A few weeks ago, Hannity tried to claim
he was taking the situation seriously.
And on Monday he actually accused others in the media
of spreading conspiracy theories.
-This program has always taken the coronavirus seriously.
And we've never called the virus a hoax.
How does anyone trust the outright conspiracy theorists,
that whole network full of lies, conspiracy theories?
-Dude, all you do is spread conspiracy theories.
You're like Alex Jones without the brain pills.
In fact, you should probably take some.
Your network spent years promoting
insane conspiracy theories from death panels
to birtherism to nonexistent voter fraud.
Fox has even interviewed an actual lizard person.
And in particular, in this particular case,
Hannity lined up behind Trump during his early claim
that the coronavirus was no big deal,
using the word "hoax" to describe criticism
of Trump's response and even suggesting at one point
that it might be a deep-state plot to destroy the economy.
-They are now sadly politicizing and actually
weaponizing an infectious disease,
in what is basically just the latest effort
to bludgeon President Trump.
They're scaring the living hell out of people.
And I see it again as, like,
"Oh, let's bludgeon Trump with this new hoax."
There's an MIT guy I noticed on Twitter, he said, quote,
"Coronavirus fearmongering by the deep state will go down
in history as one of the biggest frauds to manipulate economies,
suppress dissent, and push mandated medicines."
May be true.
-You're not a news show if you end your segment
with "May be true."
That's a tagline you get at 2:00 A.M.
after one of those shows about ancient aliens
teaching the Aztecs how to grow grain.
"May be true. Probably bull [bleep]."
Seriously, we should get Trump in there
to stand in front of Hannity during a show.
So one more time, side by side, here is Sean Hannity.
-They're scaring the living hell out of people,
and I see it again as like,
"Oh, let's bludgeon Trump with this new hoax."

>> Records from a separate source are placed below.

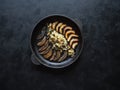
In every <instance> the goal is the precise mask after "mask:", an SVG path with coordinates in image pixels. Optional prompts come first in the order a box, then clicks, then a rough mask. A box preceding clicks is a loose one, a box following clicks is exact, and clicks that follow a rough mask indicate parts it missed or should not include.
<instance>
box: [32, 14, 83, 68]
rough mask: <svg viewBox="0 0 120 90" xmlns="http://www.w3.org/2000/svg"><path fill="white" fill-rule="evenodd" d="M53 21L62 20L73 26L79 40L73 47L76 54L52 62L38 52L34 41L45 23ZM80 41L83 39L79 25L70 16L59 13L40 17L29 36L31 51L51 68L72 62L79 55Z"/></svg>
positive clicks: (51, 21) (68, 64)
mask: <svg viewBox="0 0 120 90" xmlns="http://www.w3.org/2000/svg"><path fill="white" fill-rule="evenodd" d="M55 21H58V22H63V23H65V24H67V25H68V26H71V27H72V28H74V30H75V32H76V33H77V34H78V35H79V38H78V39H79V42H78V45H77V47H76V49H75V53H76V54H75V55H74V56H73V57H71V58H67V59H65V60H64V61H62V62H52V61H49V60H46V59H45V58H43V56H42V55H40V54H39V52H38V48H37V45H36V43H37V40H36V38H37V36H38V35H39V34H41V30H42V28H43V27H44V26H45V25H47V24H48V23H53V22H55ZM82 43H83V41H82V35H81V31H80V27H79V26H78V25H77V24H76V23H75V22H74V21H73V20H71V19H70V18H68V17H65V16H59V15H54V16H49V17H46V18H44V19H42V20H41V21H40V22H39V23H38V24H37V25H36V27H35V28H34V30H33V33H32V36H31V46H32V51H33V53H34V54H35V56H36V58H37V60H38V61H39V62H40V63H41V64H43V65H45V66H48V67H52V68H61V67H65V66H68V65H70V64H72V63H73V62H74V61H75V60H76V59H77V58H78V57H79V55H80V52H81V48H82Z"/></svg>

This program has always taken the coronavirus seriously
and we've never called the virus a hoax.
-Man, that takes some balls.
If Donald Trump turned out to be an incredible president
who brought the country together, I'd eat my words.
I wouldn't sit here and swear
that I never once said he should be in a documentary
where Jane Goodall teaches him sign language.
Trump should be in a documentary
where Jane Goodall teaches him sign language.
No, sure, I mean, yeah, when you cut it together like that.
The president and his allies wasted precious weeks
when we could have been preparing for this crisis.
We saw it coming. We could have ramped up testing
and hospital capacity, quarantined and traced cases
to contain the spread.
Now we're facing the prospect of a horrible tragedy.
And when the time for accountability comes,
Trump should be removed from office...
-In a fairly quick manner.
-This has been "A Closer Look."
♪♪
Stay safe. Wash your hands. We love you.